A mysterious island

Finders, keepers. But the interesting part is what comes after. Photo by Hitoshi Namura on Unsplash

Paradise found

Imagine, if you will, a seafaring crew of bold, enterprising founders with a harebrained scheme. They intend to set sail and find an unclaimed, uninhabited island deep in international waters, and to establish a sovereign society beyond the reach of any existing sovereign power. They have an equally harebrained business model in mind: they’ll happily take custody of whatever assets anyone, anywhere wants to give them for safekeeping, no questions asked, in exchange for a modest fee. There is one catch: those assets must be held in the island’s local currency.1

For sake of argument, imagine that our intrepid crew sets sail and, after a long journey and due hardship and adventure, finds their long-sought island and sets up a colony there. They discover that there is a certain mineral on this island that can be mined, one that isn’t found in a meaningful quantity anywhere else. It has no intrinsic value, no industrial or decorative use, and the supply of this mineral is, for all intents and purposes, inexhaustible. The founders, moreover, have the ability to perfectly control how much of it is mined and at what pace. Let us call this mineral gil, and let us imagine that the founders decide to turn it into coins and use it as local currency on the island.

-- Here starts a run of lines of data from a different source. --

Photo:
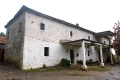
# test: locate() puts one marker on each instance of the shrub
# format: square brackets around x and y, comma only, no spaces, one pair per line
[90,60]
[44,66]
[64,62]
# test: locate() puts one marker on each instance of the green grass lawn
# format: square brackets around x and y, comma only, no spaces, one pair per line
[98,69]
[42,69]
[78,74]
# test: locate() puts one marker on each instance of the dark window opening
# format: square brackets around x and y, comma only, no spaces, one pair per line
[88,53]
[71,33]
[19,27]
[46,51]
[88,37]
[42,26]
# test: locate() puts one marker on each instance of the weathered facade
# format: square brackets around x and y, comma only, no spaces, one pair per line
[2,48]
[34,39]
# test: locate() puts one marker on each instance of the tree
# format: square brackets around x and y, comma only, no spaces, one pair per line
[2,34]
[116,39]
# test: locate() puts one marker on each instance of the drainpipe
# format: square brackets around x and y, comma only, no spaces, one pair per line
[110,49]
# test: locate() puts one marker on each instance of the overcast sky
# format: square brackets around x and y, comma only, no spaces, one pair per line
[95,15]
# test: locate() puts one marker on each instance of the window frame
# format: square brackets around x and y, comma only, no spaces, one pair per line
[46,51]
[20,27]
[42,26]
[71,33]
[88,37]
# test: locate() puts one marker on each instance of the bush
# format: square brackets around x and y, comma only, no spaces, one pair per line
[64,62]
[44,66]
[90,60]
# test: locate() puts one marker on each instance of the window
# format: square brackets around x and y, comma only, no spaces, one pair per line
[104,42]
[19,27]
[46,51]
[88,53]
[88,37]
[42,26]
[71,33]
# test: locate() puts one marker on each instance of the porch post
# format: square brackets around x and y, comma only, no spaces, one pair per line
[101,56]
[84,66]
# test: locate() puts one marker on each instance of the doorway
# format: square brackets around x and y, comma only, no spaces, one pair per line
[1,55]
[72,55]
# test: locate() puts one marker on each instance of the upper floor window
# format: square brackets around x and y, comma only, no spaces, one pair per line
[71,34]
[104,42]
[19,27]
[46,51]
[88,37]
[42,26]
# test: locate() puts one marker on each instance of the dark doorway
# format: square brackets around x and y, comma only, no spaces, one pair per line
[1,55]
[72,55]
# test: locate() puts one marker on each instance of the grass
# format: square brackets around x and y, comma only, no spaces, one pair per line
[78,74]
[98,69]
[42,69]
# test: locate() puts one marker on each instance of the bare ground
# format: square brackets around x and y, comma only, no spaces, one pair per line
[12,73]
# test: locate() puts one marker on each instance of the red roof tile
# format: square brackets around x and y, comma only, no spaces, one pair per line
[2,40]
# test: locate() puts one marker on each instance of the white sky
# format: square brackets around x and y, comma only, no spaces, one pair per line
[95,15]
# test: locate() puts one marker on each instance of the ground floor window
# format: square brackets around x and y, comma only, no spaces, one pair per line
[46,51]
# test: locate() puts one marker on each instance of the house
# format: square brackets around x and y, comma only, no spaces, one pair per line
[2,48]
[34,39]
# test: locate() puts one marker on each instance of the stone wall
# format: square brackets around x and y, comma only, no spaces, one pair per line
[14,41]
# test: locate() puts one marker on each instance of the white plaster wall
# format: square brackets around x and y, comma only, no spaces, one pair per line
[35,40]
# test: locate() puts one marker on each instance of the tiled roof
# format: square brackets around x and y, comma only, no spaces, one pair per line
[2,40]
[26,9]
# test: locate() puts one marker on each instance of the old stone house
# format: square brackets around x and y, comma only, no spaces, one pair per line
[34,39]
[2,48]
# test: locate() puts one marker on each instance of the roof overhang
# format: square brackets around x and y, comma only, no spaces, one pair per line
[105,34]
[78,42]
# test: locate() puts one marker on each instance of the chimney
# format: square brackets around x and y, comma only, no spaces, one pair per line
[77,24]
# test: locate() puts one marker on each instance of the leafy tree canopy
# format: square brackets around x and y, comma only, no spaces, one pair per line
[2,34]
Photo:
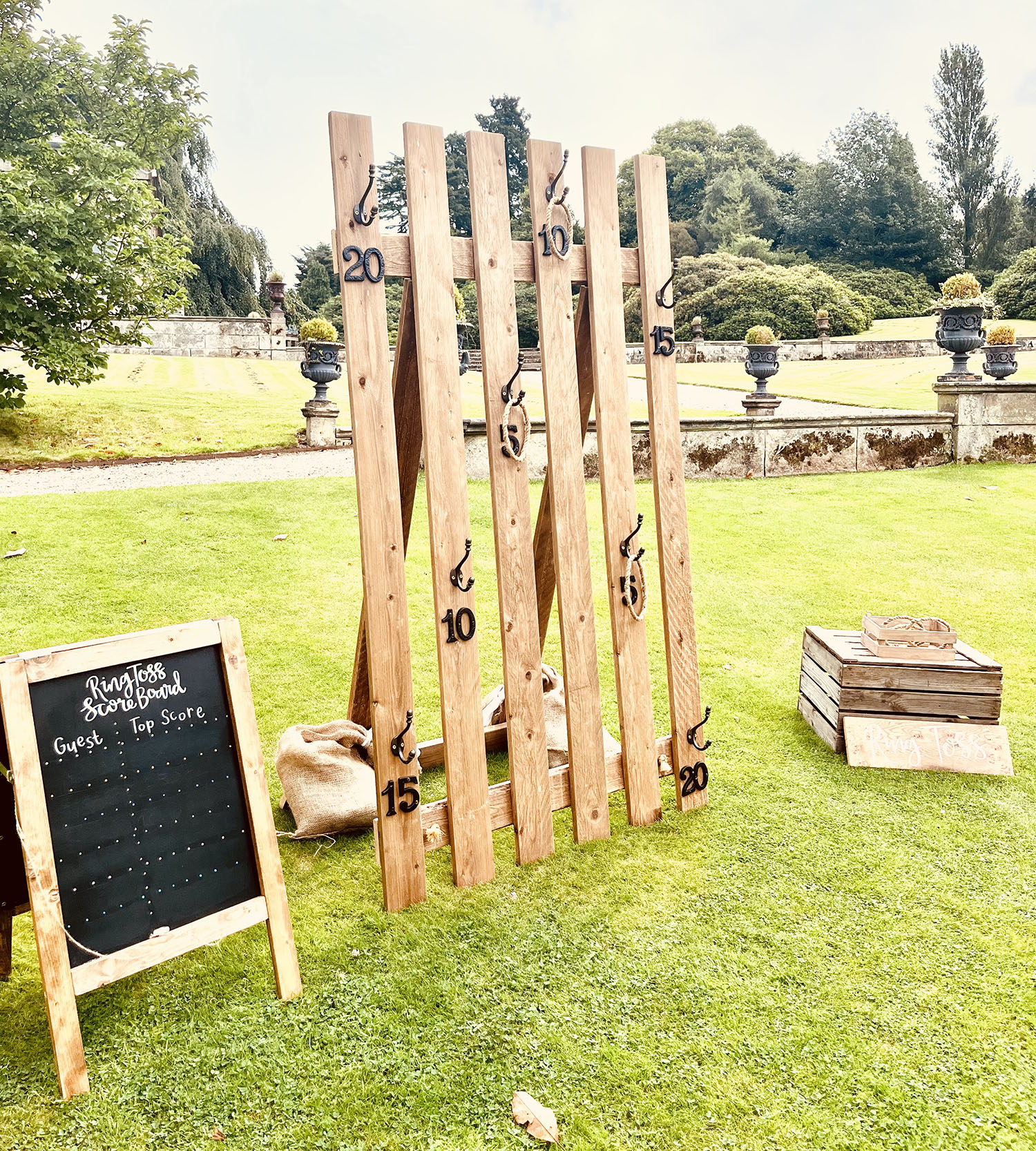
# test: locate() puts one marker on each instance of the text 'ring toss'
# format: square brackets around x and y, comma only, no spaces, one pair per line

With these basic plot elements established, let us place before our intrepid founders a dilemma. In order for their business model to work, they need to invite other people to join them on the island. They need other people to invest not only time and energy in traveling to the island, but also their hard-earned wealth.

Feeling a bit lonely after an initial orgy of sunbathing and feasting on young coconuts, the founders decide to grow their society and economy by marketing the island to the rest of the world. They duly send forth missionaries, and in due time, lured by promises of untold wealth, self-sovereignty, and a bottomless supply of coconuts, other adventurous souls begin to arrive.

While their self-declared currency had no value off-island in the beginning, over time, as word of the island and its services begins to spread, a market for gil begins to develop in other places. Some folks in faraway places convert their hard-earned (and, often enough, illegally earned) dollars and yuan into gil and send it to the island for safekeeping, far from prying eyes.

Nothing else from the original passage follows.